Both times LePage won election, in 2010 and 2014, he emerged victorious in three-way races that some say cut into slight statewide advantage that Democrats possess. In those races, independent Eliot Cutler snatched a lot of middle-of-the-road votes.
It isn’t clear whether the often-combative LePage can muster enough support to win a race that doesn’t include a major independent challenger — a role that Saviello would fill.
After winning elected offices at various times as a Democrat, a Republican and as an independent, Saviello is clearly not a party loyalist and might well pull votes from across the political spectrum if he opts to get into the 2022 gubernatorial contest.
Unlike Mills and LePage, Saviello has been steadfast in his opposition to the unpopular corridor plan that he began fighting four years ago when Central Maine Power first proposed a new transmission line from the Quebec border to Lewiston.
A ballot question in November showed that Mainers are against the $1 billion project by a lopsided margin.
LePage and Saviello have clashed in the past.
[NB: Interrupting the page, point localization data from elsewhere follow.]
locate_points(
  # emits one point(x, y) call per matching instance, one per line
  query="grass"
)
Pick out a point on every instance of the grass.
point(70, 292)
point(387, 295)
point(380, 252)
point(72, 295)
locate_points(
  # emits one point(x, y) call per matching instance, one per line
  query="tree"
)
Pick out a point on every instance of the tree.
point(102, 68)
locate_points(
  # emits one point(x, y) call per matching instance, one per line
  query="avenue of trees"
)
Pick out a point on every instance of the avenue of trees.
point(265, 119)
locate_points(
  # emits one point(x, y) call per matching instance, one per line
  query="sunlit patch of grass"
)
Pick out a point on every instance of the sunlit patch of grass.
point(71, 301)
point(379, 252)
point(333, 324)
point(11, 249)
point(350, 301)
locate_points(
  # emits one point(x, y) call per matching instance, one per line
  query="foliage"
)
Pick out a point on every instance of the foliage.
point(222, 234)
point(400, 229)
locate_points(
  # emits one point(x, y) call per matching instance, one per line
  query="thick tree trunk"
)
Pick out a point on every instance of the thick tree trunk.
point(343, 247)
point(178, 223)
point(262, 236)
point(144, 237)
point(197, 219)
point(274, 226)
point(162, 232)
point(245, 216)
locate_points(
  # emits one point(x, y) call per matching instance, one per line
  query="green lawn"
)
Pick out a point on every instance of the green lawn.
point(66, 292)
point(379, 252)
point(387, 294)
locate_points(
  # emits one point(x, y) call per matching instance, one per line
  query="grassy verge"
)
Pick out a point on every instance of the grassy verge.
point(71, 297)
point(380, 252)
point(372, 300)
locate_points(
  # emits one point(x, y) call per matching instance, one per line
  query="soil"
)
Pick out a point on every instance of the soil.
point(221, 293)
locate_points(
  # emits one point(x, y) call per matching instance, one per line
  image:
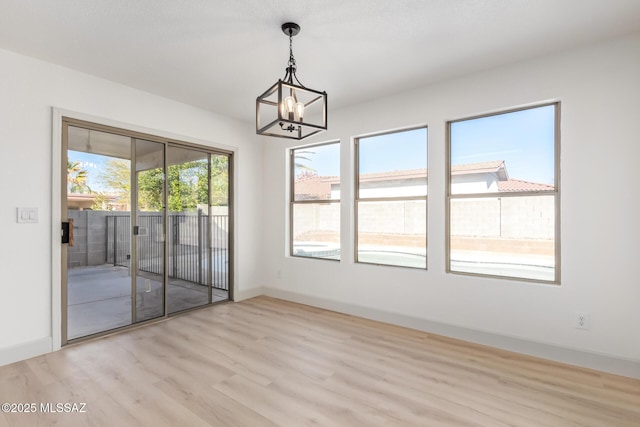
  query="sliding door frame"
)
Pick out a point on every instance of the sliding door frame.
point(62, 119)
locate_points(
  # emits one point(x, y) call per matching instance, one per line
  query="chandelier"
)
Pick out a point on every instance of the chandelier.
point(288, 109)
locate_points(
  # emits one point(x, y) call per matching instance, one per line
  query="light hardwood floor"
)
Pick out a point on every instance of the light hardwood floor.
point(267, 362)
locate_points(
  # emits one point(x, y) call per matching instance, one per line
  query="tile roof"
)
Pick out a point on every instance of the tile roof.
point(512, 185)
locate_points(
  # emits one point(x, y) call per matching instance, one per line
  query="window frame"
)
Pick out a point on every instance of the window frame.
point(293, 202)
point(555, 193)
point(357, 199)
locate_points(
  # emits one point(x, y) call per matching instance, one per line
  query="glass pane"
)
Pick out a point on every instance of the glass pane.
point(504, 152)
point(316, 172)
point(219, 226)
point(188, 207)
point(98, 202)
point(393, 165)
point(393, 233)
point(504, 236)
point(150, 222)
point(316, 230)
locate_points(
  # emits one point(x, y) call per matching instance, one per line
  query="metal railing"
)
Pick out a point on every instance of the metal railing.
point(190, 257)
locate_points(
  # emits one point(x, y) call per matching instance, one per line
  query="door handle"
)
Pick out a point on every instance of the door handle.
point(67, 232)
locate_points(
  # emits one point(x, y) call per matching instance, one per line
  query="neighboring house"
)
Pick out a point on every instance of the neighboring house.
point(485, 177)
point(83, 202)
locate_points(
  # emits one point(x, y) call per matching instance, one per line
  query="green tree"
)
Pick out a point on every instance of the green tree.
point(116, 178)
point(77, 178)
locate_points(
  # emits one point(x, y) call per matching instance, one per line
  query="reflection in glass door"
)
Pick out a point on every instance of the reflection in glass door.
point(189, 246)
point(97, 206)
point(150, 221)
point(149, 230)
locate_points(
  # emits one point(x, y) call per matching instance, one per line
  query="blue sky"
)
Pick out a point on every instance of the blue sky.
point(93, 164)
point(523, 139)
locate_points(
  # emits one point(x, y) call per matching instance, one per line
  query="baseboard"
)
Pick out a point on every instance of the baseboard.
point(248, 293)
point(24, 351)
point(601, 362)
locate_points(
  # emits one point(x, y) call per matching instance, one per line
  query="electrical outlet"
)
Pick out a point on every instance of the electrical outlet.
point(583, 321)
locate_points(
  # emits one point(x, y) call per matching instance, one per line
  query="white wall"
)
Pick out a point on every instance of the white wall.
point(30, 89)
point(599, 90)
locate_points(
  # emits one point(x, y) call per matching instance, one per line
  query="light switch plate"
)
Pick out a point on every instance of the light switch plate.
point(27, 215)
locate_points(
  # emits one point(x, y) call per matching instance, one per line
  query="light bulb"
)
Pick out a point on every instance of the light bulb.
point(299, 111)
point(289, 107)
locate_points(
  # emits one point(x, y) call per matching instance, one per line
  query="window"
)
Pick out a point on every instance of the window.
point(391, 198)
point(503, 199)
point(315, 201)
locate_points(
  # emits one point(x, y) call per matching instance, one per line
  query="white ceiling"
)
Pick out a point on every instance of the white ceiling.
point(221, 54)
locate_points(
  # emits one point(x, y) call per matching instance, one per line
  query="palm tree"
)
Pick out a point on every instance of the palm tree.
point(76, 178)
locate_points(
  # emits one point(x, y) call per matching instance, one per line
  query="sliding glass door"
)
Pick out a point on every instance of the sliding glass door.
point(149, 231)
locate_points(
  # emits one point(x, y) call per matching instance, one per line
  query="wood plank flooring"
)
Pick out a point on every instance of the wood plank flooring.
point(267, 362)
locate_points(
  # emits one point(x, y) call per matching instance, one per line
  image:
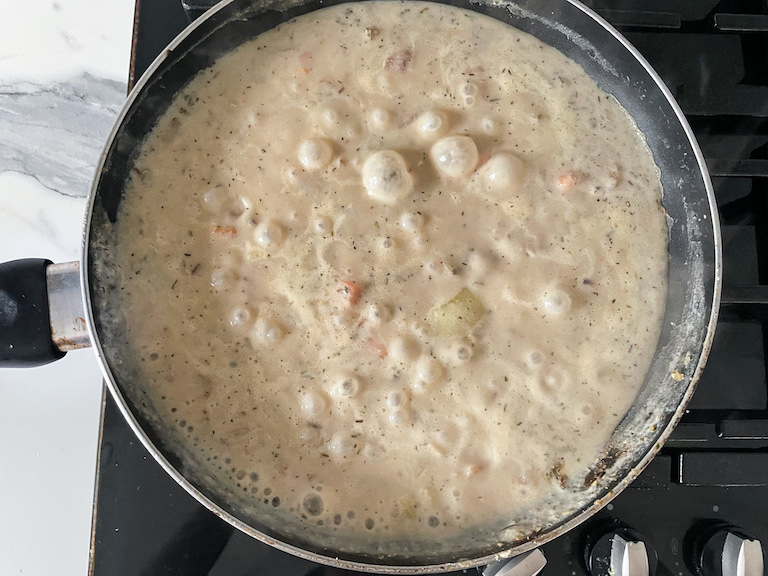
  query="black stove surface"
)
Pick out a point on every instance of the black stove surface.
point(713, 471)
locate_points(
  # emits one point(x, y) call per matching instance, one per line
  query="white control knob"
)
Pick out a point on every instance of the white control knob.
point(628, 558)
point(620, 551)
point(730, 552)
point(742, 556)
point(526, 564)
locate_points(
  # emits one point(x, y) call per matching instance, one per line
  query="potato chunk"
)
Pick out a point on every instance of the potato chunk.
point(457, 316)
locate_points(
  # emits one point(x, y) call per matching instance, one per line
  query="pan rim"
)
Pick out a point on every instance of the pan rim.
point(531, 544)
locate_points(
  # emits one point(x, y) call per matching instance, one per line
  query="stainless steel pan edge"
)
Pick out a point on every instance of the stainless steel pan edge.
point(503, 552)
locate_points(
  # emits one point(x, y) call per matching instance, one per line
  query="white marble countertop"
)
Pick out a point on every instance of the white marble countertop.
point(63, 72)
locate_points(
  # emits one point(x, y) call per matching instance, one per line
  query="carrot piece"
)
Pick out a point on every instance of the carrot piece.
point(224, 231)
point(569, 179)
point(351, 291)
point(378, 347)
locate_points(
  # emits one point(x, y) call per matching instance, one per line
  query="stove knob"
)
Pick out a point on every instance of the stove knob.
point(621, 552)
point(526, 564)
point(731, 553)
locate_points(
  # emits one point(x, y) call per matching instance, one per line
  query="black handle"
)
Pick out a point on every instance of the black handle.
point(25, 323)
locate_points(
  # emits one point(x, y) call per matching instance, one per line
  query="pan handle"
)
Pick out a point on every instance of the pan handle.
point(41, 312)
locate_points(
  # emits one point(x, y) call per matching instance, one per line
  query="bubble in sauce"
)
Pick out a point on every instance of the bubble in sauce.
point(489, 125)
point(322, 225)
point(341, 445)
point(269, 330)
point(312, 403)
point(534, 358)
point(241, 316)
point(463, 351)
point(504, 173)
point(386, 177)
point(429, 372)
point(215, 199)
point(454, 156)
point(432, 124)
point(315, 153)
point(555, 302)
point(269, 233)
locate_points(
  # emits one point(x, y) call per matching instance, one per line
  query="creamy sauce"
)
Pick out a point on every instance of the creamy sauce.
point(395, 267)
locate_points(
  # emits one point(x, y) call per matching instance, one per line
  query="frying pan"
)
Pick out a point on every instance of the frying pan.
point(47, 309)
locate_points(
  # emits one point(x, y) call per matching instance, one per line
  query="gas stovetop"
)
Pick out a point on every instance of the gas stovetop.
point(712, 475)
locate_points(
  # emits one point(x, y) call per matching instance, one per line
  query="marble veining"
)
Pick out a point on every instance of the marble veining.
point(63, 72)
point(55, 132)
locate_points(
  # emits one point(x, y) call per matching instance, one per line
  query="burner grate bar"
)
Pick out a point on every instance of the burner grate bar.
point(641, 18)
point(723, 469)
point(741, 22)
point(737, 295)
point(752, 168)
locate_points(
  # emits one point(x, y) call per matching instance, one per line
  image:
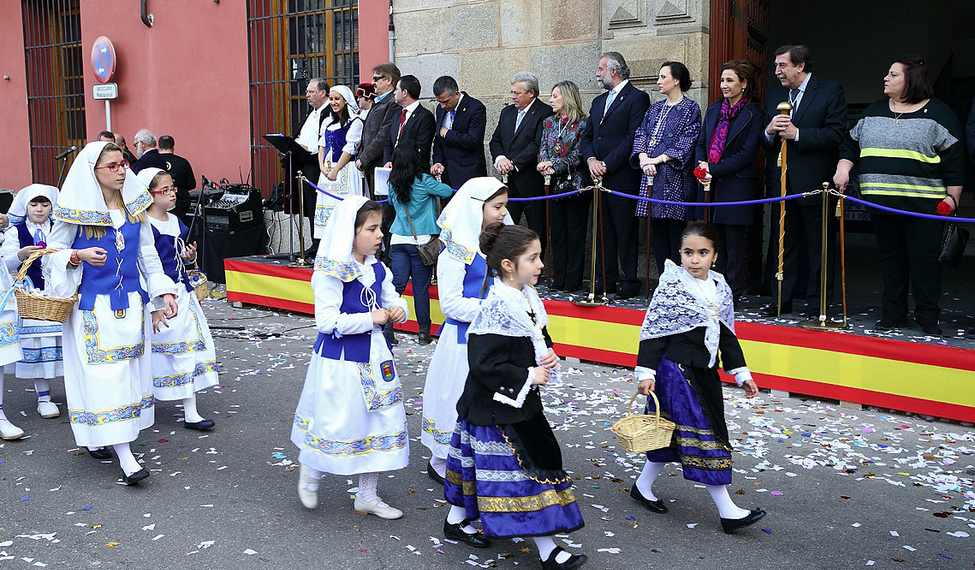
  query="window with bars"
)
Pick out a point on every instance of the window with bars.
point(55, 82)
point(292, 41)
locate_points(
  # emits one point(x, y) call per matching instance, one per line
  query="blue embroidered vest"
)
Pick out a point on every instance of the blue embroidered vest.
point(120, 274)
point(166, 246)
point(34, 271)
point(353, 347)
point(473, 281)
point(334, 141)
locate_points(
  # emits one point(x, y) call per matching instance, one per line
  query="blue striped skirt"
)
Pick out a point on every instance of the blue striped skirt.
point(485, 477)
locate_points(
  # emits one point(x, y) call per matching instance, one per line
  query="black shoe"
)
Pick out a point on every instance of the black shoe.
point(199, 426)
point(574, 561)
point(731, 525)
point(771, 310)
point(886, 324)
point(932, 329)
point(388, 332)
point(102, 453)
point(456, 532)
point(433, 473)
point(135, 477)
point(657, 506)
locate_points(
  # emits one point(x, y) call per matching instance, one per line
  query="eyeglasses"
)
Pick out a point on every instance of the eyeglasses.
point(113, 166)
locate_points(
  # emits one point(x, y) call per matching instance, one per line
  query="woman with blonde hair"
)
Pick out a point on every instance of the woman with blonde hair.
point(106, 251)
point(559, 157)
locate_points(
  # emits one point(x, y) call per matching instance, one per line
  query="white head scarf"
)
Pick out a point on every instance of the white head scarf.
point(461, 219)
point(335, 250)
point(18, 209)
point(146, 175)
point(81, 200)
point(349, 97)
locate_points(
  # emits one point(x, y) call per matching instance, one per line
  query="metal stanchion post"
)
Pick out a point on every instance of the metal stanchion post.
point(590, 300)
point(301, 261)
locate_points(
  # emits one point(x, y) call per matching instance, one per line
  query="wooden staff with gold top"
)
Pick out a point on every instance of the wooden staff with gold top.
point(784, 108)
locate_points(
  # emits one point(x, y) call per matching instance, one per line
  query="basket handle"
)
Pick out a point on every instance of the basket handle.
point(655, 401)
point(30, 259)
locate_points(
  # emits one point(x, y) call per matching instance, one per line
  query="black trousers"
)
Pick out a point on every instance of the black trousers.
point(731, 256)
point(534, 213)
point(568, 218)
point(617, 241)
point(665, 238)
point(909, 250)
point(803, 247)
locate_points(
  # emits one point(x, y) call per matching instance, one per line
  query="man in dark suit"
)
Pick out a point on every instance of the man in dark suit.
point(514, 150)
point(375, 129)
point(414, 126)
point(606, 144)
point(814, 130)
point(458, 147)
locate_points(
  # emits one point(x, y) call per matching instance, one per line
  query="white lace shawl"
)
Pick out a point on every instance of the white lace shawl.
point(679, 305)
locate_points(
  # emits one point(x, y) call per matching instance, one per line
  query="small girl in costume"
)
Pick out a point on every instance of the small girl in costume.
point(106, 252)
point(461, 268)
point(183, 357)
point(505, 465)
point(10, 351)
point(340, 133)
point(350, 417)
point(690, 320)
point(30, 216)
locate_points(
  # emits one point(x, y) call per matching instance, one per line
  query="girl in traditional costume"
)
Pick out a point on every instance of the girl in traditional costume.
point(350, 417)
point(461, 268)
point(691, 319)
point(505, 465)
point(183, 357)
point(30, 216)
point(9, 342)
point(340, 135)
point(105, 249)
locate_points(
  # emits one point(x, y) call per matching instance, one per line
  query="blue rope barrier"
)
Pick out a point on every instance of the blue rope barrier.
point(953, 219)
point(710, 204)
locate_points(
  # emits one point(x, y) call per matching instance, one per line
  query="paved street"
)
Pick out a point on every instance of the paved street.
point(843, 488)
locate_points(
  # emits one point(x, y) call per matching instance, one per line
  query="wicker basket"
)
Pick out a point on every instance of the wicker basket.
point(38, 306)
point(198, 280)
point(638, 433)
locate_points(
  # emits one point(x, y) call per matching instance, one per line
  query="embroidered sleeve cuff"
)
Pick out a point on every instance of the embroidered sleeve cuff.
point(741, 375)
point(641, 373)
point(507, 395)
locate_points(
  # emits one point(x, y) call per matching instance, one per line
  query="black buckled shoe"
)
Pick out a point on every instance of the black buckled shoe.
point(100, 454)
point(433, 473)
point(456, 532)
point(135, 477)
point(731, 525)
point(574, 561)
point(657, 506)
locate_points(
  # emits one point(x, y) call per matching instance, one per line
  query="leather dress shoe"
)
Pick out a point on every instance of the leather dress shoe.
point(100, 454)
point(135, 477)
point(433, 473)
point(574, 561)
point(456, 532)
point(731, 525)
point(657, 506)
point(199, 426)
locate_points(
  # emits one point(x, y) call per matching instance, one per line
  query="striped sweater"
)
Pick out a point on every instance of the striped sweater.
point(907, 161)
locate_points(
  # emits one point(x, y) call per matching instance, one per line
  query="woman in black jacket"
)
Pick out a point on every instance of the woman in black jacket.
point(726, 148)
point(504, 464)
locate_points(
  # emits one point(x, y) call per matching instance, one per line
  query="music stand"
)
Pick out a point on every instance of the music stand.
point(290, 148)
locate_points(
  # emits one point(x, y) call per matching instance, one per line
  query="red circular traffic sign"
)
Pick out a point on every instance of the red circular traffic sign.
point(103, 59)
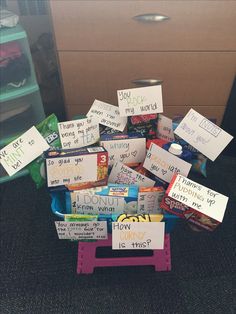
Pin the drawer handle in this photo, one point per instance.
(151, 17)
(145, 82)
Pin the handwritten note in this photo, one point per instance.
(136, 235)
(107, 115)
(165, 129)
(19, 153)
(91, 204)
(123, 174)
(199, 197)
(149, 202)
(138, 101)
(202, 134)
(79, 230)
(125, 151)
(78, 133)
(163, 164)
(70, 170)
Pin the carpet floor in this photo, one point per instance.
(38, 271)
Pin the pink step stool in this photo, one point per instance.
(87, 259)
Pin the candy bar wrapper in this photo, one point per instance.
(115, 218)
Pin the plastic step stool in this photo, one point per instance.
(87, 260)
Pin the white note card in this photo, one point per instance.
(149, 202)
(79, 133)
(20, 152)
(138, 235)
(70, 170)
(202, 134)
(81, 230)
(125, 175)
(107, 115)
(199, 197)
(125, 150)
(142, 100)
(165, 129)
(91, 204)
(164, 164)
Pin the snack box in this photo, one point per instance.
(88, 202)
(129, 193)
(149, 199)
(129, 149)
(76, 169)
(58, 206)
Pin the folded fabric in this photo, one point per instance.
(15, 73)
(8, 52)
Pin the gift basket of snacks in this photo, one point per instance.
(118, 176)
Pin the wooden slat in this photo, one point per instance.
(109, 25)
(197, 79)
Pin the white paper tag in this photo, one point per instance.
(142, 100)
(136, 235)
(125, 175)
(126, 151)
(107, 115)
(70, 170)
(79, 133)
(149, 202)
(91, 204)
(165, 129)
(202, 134)
(163, 164)
(78, 230)
(199, 197)
(19, 153)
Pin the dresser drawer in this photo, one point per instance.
(110, 25)
(197, 79)
(169, 111)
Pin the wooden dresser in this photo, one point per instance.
(104, 46)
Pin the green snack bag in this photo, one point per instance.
(48, 128)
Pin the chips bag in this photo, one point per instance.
(48, 128)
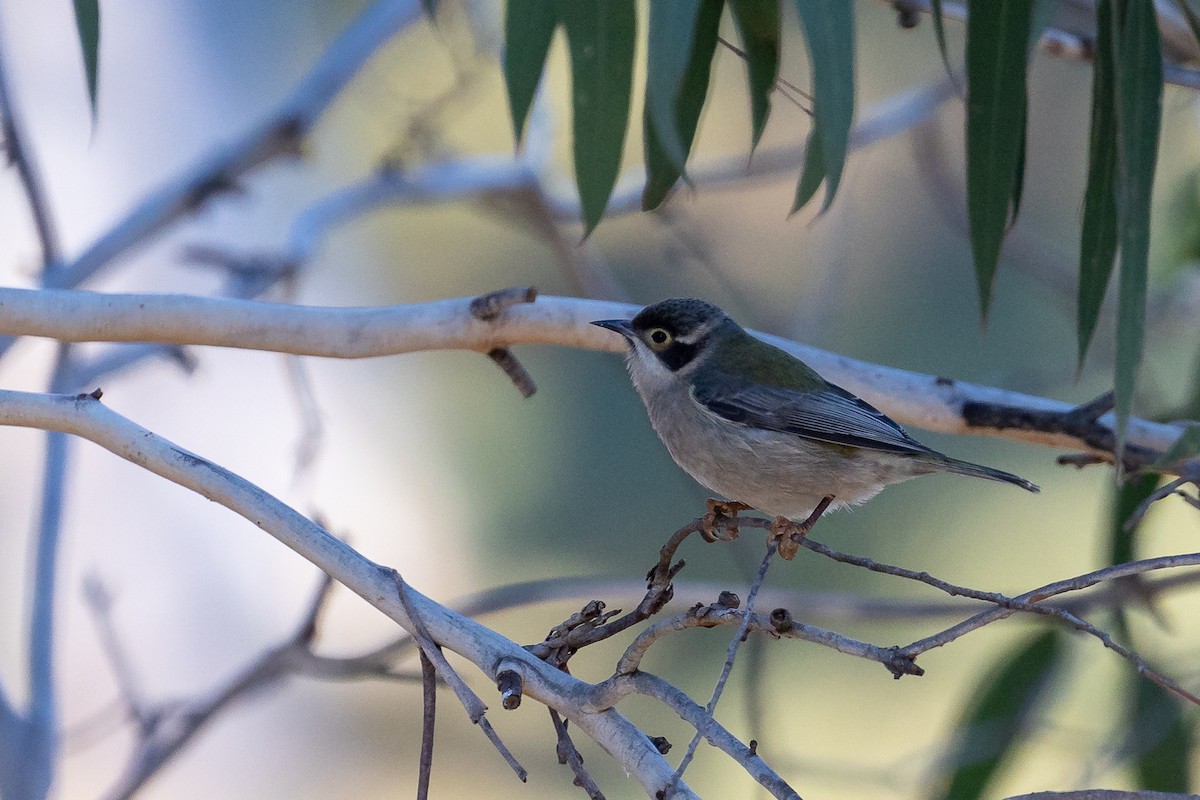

The ex-governor once tagged him “the most repugnant human being I’ve ever seen.”
But this month LePage called Saviello “a good guy” who “is who he is.”
He insisted, though, that the former state senator from Wilton did “an enormous disservice” to the state with his strident opposition to the corridor.
“Ask him about the 240,000 people who agreed with me,” Saviello responded.
The ballot question to block construction of the transmission line got 243,943 votes in November, about 50% more than the 168,143 supporting the New England Clean Energy Connect project. Work has halted on the project as courts sort out what happens next.
LePage said Saviello didn’t tell people the whole story about the plan.
Maine needs the connection to Quebec hydropower, he said, to help ensure it will have access to electricity in coming years.
He said people who say the power is for Massachusetts don’t understand how the system works.
LePage said Maine has messed up every opportunity for 50 years to improve its power supply. The corridor vote is just another example of missing a chance to lower costs and increase access to the electricity needs, he said.
“We need the power somewhere,” LePage said, because nuclear plants have closed or will be shutting down with nothing to replace them except what the oil and gas industry supplies at a high price.
Saviello said LePage had a chance to cut a much better deal when the project was still on the drawing boards.
“He could have fixed it,” Saviello said.
He said if LePage had made Maine’s backing contingent on Massachusetts approving a bigger natural gas pipeline to Maine, it would have meant cheaper prices and a bigger gas supply.
LePage had the leverage to get Bay State leaders to approve the gas pipeline improvements but failed to do so.
“He could have made a difference,” Saviello said, if he had “negotiated a better deal.”
Saviello, 71, said he’s going to put off a decision about whether to jump into the governor’s race until some of the legal issues surrounding the corridor are sorted out early in 2022.